Comment on Montresor's audience in "The Cask of Amontillado."
This story appears to be written as a letter which Poe somehow finds and translates into English and publishes in a ladies' magazine. The original letter may have been in Italian or it might have even been in French, since Montresor is a French name. Montresor wrote the letter fifty years after walling Fortunato and leaving him to die. However, the letter that falls into Poe's hands might be much older than fifty years. Montresor obviously did a lot of drinking. (In fact, his guilt feelings after the crime may have motivated him to drink even more heavily.) There is a good possibility that he wrote his confession one night while intoxicated and decided against sending it when he thought about it while sober the next day. The letter might have been found among Montresor's papers after his death, or it might have even ended up in some museum's archives. There is also a good possibility that the confidant or confidante to whom the letter was intended never saw it but that Poe and his readers are the first to learn about Montresor's terrible crime. The whole business of the written confession to a trusted friend is just a literary device which enabed Poe to describe how a man could commit a horrible murder without ever getting caught and punished.

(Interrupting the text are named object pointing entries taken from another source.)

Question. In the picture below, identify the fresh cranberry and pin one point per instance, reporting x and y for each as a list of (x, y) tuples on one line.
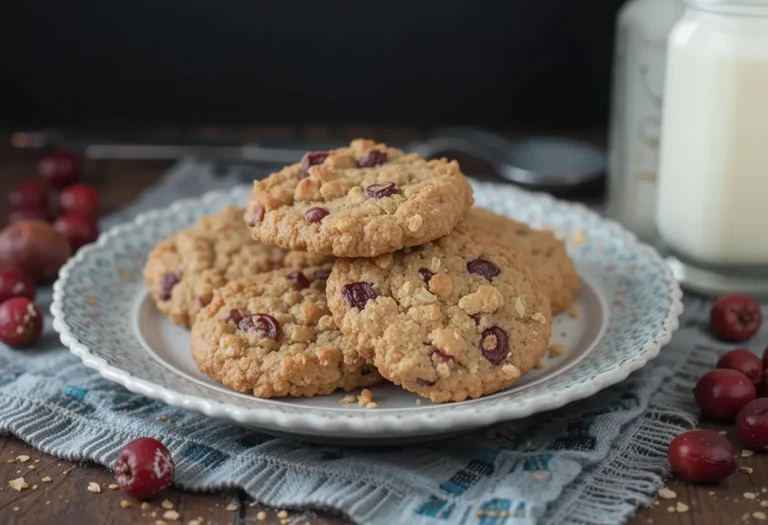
[(721, 393), (263, 323), (28, 194), (380, 190), (752, 424), (27, 214), (78, 229), (743, 361), (316, 214), (80, 198), (59, 168), (143, 468), (21, 322), (299, 279), (14, 283), (702, 456), (426, 274), (494, 345), (314, 158), (358, 294), (373, 158), (485, 268), (167, 282), (735, 318)]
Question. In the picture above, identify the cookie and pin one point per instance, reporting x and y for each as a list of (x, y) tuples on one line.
[(457, 318), (272, 335), (546, 254), (183, 271), (361, 201)]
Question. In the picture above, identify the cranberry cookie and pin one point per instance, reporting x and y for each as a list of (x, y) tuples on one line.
[(360, 201), (459, 317), (272, 335), (546, 254), (183, 271)]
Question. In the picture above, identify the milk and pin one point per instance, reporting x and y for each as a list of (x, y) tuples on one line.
[(712, 203)]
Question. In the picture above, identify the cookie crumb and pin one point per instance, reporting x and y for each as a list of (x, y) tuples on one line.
[(666, 493), (556, 350), (171, 515), (18, 484)]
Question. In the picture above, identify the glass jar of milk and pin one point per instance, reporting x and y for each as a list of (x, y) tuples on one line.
[(712, 202)]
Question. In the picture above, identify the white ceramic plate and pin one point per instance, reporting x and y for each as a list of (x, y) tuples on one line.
[(628, 308)]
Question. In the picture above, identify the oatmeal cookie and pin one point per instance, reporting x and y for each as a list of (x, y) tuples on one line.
[(183, 271), (361, 201), (272, 335), (546, 254), (459, 317)]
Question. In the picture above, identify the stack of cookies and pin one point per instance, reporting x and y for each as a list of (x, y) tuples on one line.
[(360, 265)]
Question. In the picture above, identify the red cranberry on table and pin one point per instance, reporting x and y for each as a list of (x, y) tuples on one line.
[(59, 168), (143, 468), (14, 283), (752, 424), (78, 229), (735, 318), (21, 322), (80, 198), (743, 361), (702, 456), (721, 393), (28, 194)]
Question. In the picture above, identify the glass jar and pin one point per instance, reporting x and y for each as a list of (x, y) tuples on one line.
[(642, 28), (712, 203)]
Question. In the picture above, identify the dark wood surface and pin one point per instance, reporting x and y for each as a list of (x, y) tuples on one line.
[(66, 499)]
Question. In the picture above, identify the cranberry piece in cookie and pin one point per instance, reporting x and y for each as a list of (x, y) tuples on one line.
[(494, 345), (373, 158), (485, 268), (380, 190), (315, 214), (358, 294)]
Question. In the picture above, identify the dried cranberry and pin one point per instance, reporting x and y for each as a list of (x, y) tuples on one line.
[(263, 323), (60, 168), (743, 361), (167, 282), (702, 456), (143, 468), (235, 316), (721, 393), (373, 158), (312, 159), (14, 283), (299, 279), (358, 294), (497, 353), (485, 268), (315, 214), (21, 322), (28, 194), (381, 190), (78, 229), (80, 198), (735, 318), (426, 274), (752, 424)]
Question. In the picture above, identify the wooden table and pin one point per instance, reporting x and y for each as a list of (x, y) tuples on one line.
[(66, 500)]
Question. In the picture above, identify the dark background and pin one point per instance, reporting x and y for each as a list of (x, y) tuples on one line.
[(513, 63)]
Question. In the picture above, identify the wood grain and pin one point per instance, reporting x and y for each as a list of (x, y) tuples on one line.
[(66, 499)]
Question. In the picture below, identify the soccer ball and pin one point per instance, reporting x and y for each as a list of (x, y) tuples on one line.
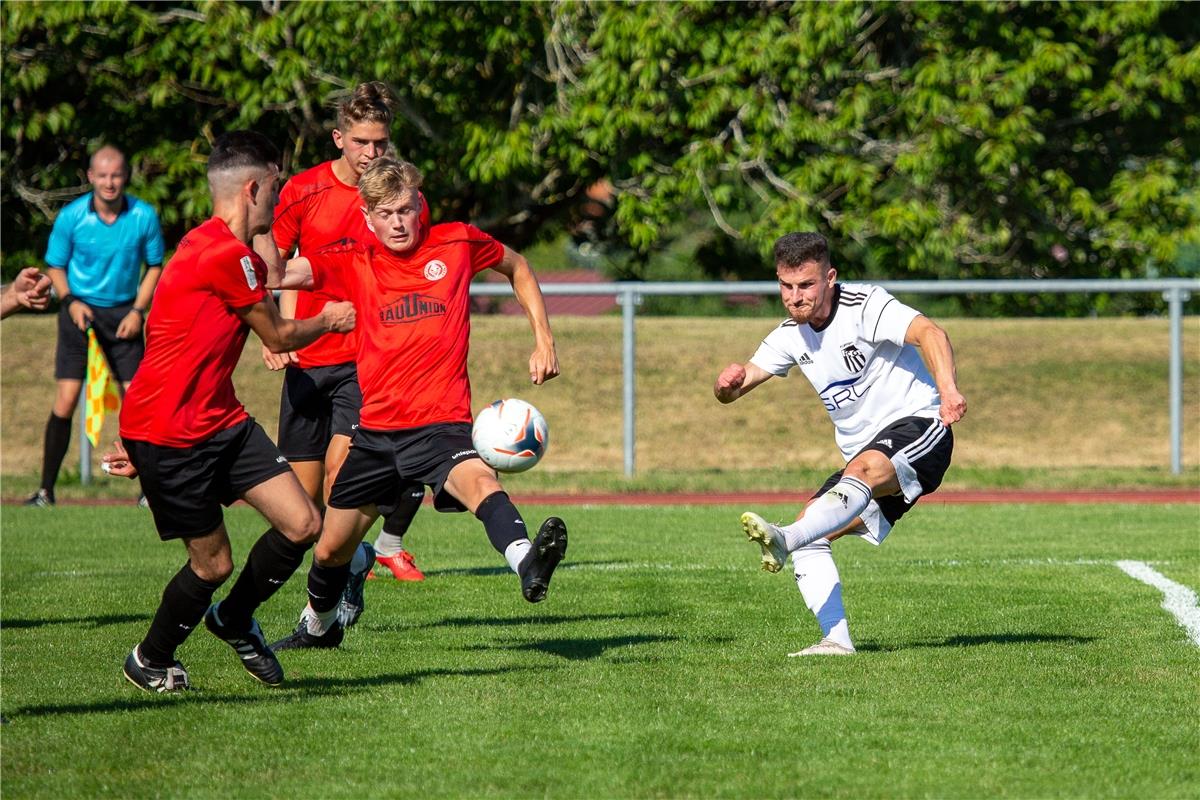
[(510, 435)]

We are actually told very little about the audience of Montresor's story. However, if we think about the story and the way that he is commenting upon a deed that he committed over fifty years ago, as the ending of the story makes clear, perhaps we can surmise that this story is something of a deathbed confession. Note what we are told of Montresor's audience in the first paragraph:
You, who so well know the nature of my soul, will not suppose, however, that I gave utterance to a threat.

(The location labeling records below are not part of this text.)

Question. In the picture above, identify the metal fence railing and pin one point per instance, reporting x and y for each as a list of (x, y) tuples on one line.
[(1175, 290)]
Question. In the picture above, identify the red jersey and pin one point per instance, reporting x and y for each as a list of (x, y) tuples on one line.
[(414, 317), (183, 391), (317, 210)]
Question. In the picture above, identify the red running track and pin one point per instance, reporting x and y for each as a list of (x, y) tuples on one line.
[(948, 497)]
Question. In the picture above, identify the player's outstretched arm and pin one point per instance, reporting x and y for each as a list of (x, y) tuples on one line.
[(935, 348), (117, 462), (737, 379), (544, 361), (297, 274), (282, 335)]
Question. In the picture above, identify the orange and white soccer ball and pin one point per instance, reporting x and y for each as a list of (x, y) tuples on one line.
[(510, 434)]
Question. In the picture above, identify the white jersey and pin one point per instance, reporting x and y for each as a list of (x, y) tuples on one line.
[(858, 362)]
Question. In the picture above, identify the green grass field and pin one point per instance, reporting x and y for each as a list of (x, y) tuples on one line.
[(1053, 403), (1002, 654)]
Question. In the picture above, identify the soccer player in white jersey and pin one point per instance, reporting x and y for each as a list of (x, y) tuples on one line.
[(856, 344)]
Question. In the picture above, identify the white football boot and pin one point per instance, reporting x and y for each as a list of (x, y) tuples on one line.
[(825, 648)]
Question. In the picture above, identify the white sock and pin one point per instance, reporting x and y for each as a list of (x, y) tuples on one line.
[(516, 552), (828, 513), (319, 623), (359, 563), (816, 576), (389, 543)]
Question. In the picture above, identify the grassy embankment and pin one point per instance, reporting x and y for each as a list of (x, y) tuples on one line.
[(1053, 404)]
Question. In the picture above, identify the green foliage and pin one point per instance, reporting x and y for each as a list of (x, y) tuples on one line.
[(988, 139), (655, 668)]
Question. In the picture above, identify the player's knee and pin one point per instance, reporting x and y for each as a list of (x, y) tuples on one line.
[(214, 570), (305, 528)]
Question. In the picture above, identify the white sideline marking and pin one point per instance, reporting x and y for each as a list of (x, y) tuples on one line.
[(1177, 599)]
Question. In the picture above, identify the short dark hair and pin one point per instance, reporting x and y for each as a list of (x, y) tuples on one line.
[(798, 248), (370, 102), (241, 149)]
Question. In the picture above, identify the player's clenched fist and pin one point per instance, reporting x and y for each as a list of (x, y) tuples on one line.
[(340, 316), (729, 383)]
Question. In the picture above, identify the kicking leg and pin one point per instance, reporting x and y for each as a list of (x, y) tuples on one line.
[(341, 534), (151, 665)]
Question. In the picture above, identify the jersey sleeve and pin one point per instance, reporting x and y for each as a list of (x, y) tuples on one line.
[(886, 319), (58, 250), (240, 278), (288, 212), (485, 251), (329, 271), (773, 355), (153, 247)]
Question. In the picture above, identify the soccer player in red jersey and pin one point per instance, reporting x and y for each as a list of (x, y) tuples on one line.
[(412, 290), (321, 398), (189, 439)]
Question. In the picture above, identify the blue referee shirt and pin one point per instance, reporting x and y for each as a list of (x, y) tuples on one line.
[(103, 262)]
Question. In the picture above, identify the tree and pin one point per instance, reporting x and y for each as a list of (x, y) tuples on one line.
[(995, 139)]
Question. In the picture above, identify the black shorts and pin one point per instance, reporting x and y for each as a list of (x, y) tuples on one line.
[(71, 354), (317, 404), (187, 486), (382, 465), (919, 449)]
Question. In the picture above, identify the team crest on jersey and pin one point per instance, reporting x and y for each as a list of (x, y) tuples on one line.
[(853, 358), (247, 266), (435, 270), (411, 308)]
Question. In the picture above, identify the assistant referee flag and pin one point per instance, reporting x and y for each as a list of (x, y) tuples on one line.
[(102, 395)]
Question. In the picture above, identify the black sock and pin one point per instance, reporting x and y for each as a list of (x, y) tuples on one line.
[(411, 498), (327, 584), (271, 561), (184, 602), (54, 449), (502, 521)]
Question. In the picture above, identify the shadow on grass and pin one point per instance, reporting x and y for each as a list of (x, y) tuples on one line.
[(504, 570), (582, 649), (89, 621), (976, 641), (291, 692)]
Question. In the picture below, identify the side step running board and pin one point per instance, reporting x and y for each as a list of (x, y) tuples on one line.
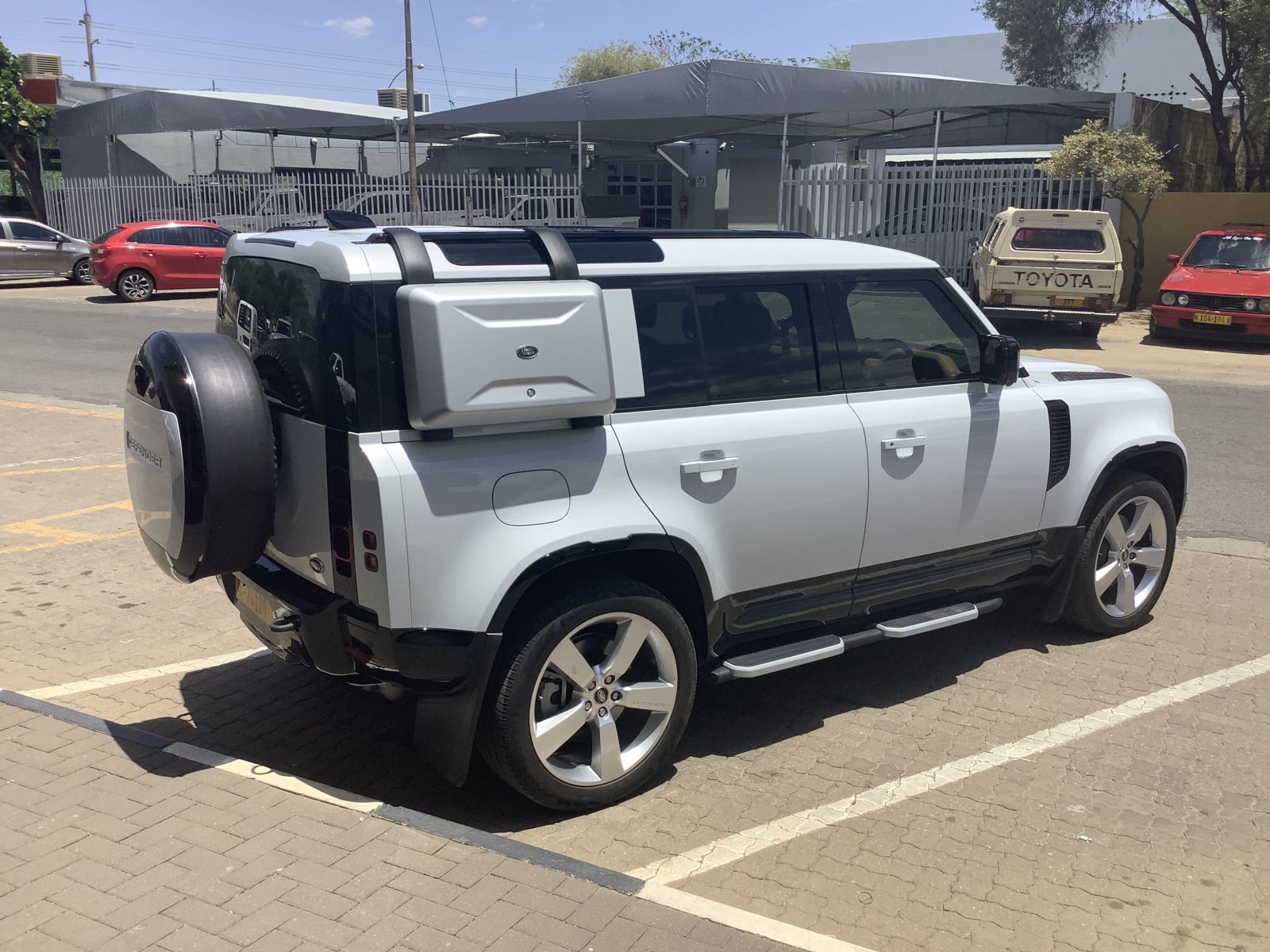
[(785, 657)]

The audience therefore knows Montresor intimately and profoundly, having knowledge even of "the nature of [his] soul." Perhaps we can speculate that Montresor, coming to the end of his life, feels the need to share his one terrible secret before he dies, and that he is sharing it with his family priest, who already knows Montresor through and through because of the sins he has revealed through confession. The declarative nature of the story would lend itself to this kind of conclusion.